The hamlet leader accompanies us, as Tatu later explains to me, because he knows each household in the hamlet and where the boundaries of nearby hamlets are, but also because he speaks the local vernacular, a variant of Swahili that she has been attempting to learn so that she will not be required to take all her answers through his interpretation.
As soon as this census is finalized the trial will enter an operational limbo; distribution of bednets cannot commence until a decision has been made on which intervention group each household belongs to. While theoretically the virtue of a Randomized-Controlled Trial (RCT) is that those decisions are left to a computer, the reality is much more complicated.
One of the first assumptions we must contend with in statistics is that all variables gathered in a sample are independent: that is to say that no sampled variable is related to another. This of course is impossible. Variables are highly interlinked: malaria is closely tied to a person’s socioeconomic status, which is closely tied to the type of house they live in, to what work they do, to where they live, which is again tied to malaria, and the people in one area are more likely to have similar variables than those in another. One thing we can attempt to do in a trial of this scope is to control for these dependencies.
The first step we take in this endeavor is to aggregate households into groups or “clusters.” In an ideal scenario we would hope that households within these clusters were different in exactly the same way from others in the study, but in practice we are aiming for them to be more similar to the others in their cluster than those without. By doing so we may weight these households by an inter-cluster coefficient (ICC) which accounts for some of the disparate effects that an intervention may have on a community due to their similarity within the cluster, and difference from those in another. This process makes a Cluster-Randomized-Controlled Trial (CRTC) in which we can allocate interventions based on the cluster, rather than the individual.

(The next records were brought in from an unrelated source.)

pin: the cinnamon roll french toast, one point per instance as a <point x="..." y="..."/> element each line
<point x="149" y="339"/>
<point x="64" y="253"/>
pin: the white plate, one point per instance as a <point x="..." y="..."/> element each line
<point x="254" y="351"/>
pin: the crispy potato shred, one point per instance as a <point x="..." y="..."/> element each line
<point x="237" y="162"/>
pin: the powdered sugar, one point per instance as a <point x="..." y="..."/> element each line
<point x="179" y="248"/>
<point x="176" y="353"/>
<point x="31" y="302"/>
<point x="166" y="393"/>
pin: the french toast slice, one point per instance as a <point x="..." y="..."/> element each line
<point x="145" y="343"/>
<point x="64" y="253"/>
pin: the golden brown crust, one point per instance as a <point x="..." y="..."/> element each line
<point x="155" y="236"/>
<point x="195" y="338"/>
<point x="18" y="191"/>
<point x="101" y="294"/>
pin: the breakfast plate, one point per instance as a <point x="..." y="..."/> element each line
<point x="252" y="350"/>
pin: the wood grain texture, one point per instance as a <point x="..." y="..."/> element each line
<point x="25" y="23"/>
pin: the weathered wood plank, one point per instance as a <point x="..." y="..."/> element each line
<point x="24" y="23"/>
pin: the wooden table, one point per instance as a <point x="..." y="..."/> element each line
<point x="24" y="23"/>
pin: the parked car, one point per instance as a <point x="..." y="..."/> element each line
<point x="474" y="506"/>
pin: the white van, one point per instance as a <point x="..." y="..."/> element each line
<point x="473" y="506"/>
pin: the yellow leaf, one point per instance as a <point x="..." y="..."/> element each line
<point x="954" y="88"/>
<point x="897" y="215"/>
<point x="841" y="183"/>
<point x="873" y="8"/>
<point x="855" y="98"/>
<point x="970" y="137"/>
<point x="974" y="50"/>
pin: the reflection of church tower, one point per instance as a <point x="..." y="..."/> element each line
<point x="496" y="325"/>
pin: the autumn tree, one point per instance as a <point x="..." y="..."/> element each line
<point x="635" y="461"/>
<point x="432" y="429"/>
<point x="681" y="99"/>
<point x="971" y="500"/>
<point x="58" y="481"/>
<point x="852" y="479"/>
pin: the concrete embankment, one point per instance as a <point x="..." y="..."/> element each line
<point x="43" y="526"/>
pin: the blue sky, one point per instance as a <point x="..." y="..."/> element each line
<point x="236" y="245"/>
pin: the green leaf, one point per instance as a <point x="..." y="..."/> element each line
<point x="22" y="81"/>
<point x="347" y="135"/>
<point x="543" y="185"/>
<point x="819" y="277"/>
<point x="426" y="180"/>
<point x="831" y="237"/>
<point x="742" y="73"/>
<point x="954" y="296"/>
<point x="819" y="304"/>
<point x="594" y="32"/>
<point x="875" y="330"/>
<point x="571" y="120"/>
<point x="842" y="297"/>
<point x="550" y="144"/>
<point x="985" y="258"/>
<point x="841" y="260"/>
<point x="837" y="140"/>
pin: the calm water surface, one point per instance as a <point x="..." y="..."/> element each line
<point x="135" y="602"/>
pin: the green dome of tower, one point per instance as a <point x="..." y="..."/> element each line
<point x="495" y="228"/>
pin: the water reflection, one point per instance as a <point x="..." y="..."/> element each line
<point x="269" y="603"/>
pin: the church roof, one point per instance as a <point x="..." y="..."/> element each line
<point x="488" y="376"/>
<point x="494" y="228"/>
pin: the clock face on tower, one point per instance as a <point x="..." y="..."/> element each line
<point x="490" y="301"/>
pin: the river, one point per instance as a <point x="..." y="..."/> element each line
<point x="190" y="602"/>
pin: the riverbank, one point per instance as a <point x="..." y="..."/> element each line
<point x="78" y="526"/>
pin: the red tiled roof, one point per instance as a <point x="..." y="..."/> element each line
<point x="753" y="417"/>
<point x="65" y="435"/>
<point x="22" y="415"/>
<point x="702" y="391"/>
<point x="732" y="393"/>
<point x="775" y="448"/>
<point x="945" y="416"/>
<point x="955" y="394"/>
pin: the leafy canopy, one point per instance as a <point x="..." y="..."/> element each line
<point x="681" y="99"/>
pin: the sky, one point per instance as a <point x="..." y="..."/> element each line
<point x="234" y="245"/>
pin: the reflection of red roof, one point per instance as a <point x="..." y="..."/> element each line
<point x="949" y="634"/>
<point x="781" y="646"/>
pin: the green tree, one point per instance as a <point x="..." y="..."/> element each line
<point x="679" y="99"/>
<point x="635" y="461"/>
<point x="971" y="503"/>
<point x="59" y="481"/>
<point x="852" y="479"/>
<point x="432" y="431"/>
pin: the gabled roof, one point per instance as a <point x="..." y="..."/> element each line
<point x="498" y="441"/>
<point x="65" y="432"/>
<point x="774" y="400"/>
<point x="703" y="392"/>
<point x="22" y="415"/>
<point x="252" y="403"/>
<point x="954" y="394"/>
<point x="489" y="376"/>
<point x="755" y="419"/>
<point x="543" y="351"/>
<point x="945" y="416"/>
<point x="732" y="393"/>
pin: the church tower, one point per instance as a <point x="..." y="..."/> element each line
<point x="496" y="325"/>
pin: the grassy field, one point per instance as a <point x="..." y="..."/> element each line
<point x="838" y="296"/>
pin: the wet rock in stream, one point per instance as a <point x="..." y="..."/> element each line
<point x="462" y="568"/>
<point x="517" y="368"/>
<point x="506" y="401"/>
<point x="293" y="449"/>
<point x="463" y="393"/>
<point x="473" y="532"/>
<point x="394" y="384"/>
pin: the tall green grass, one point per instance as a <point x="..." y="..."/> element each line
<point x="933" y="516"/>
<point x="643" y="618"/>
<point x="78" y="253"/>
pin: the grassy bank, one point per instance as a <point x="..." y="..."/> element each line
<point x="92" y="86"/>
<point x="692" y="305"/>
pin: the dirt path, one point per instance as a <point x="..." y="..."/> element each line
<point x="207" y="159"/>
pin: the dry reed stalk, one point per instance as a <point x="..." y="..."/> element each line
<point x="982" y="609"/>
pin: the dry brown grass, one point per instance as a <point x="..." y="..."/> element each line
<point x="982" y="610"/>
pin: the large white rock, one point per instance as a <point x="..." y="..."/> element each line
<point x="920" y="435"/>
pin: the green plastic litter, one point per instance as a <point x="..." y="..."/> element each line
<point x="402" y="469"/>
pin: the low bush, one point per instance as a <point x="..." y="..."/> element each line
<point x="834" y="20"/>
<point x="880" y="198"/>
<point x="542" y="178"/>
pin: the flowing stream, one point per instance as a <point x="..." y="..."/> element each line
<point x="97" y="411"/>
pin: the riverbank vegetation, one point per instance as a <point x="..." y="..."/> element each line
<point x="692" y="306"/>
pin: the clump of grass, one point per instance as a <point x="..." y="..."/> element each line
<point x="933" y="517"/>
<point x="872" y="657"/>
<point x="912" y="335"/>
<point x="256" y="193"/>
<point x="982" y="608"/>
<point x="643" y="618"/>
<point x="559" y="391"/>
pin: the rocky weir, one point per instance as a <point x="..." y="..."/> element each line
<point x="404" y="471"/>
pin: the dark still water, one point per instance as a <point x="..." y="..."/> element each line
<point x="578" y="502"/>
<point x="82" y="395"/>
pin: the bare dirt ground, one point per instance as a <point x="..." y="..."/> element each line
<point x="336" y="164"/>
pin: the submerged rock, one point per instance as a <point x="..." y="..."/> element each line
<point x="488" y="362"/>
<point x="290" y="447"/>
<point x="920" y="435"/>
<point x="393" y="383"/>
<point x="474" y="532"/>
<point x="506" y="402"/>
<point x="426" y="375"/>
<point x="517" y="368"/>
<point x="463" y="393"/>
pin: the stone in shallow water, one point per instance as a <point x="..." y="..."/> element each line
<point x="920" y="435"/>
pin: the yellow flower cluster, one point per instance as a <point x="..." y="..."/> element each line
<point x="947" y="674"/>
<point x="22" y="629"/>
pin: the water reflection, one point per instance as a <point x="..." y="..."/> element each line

CRTCs are the standard in malaria trials for a number of reasons. The first being the difficulty of randomizing on the household and the logistics of delivering a blinded intervention to each of 40,000 locations, ensuring that they do not swap nets with their neighbors, and linking effects back from individual households to the intervention they have been given. The second is that there is a community effect to bednet trials: a grouping of households sharing the same intervention produces a greater antimalarial effect than a single household with a bednet. In order to accurately capture this effect, as would be achieved in a large-scale bednet rollout, the same intervention must be given to the entire community.
In creating a cluster map of the Misungwi region we first begin with the minimum unit of aggregation. This study considers people (particularly children), who live in households, which are organized into hamlets, which are part of villages, which are placed in wards. Each of these constitutes a unit of aggregation. In some cases we can dismiss levels without much though: all the people within a household often sleep in the same place, so having two or more bednets, and ensuring the right people slept under the right net would be unmanageable. Similarly, there are only a handful of wards in Misungwi, so dividing based on wards would make it impossible to have balanced intervention groups. Ideally, we use the smallest unit of aggregation possible, as this allows for the most nuance in the creation of clusters. In this case the decision was made for us, as the trial requires the assistance of hamlet leaders to distribute bednets, so no cluster may cross a hamlet boundary.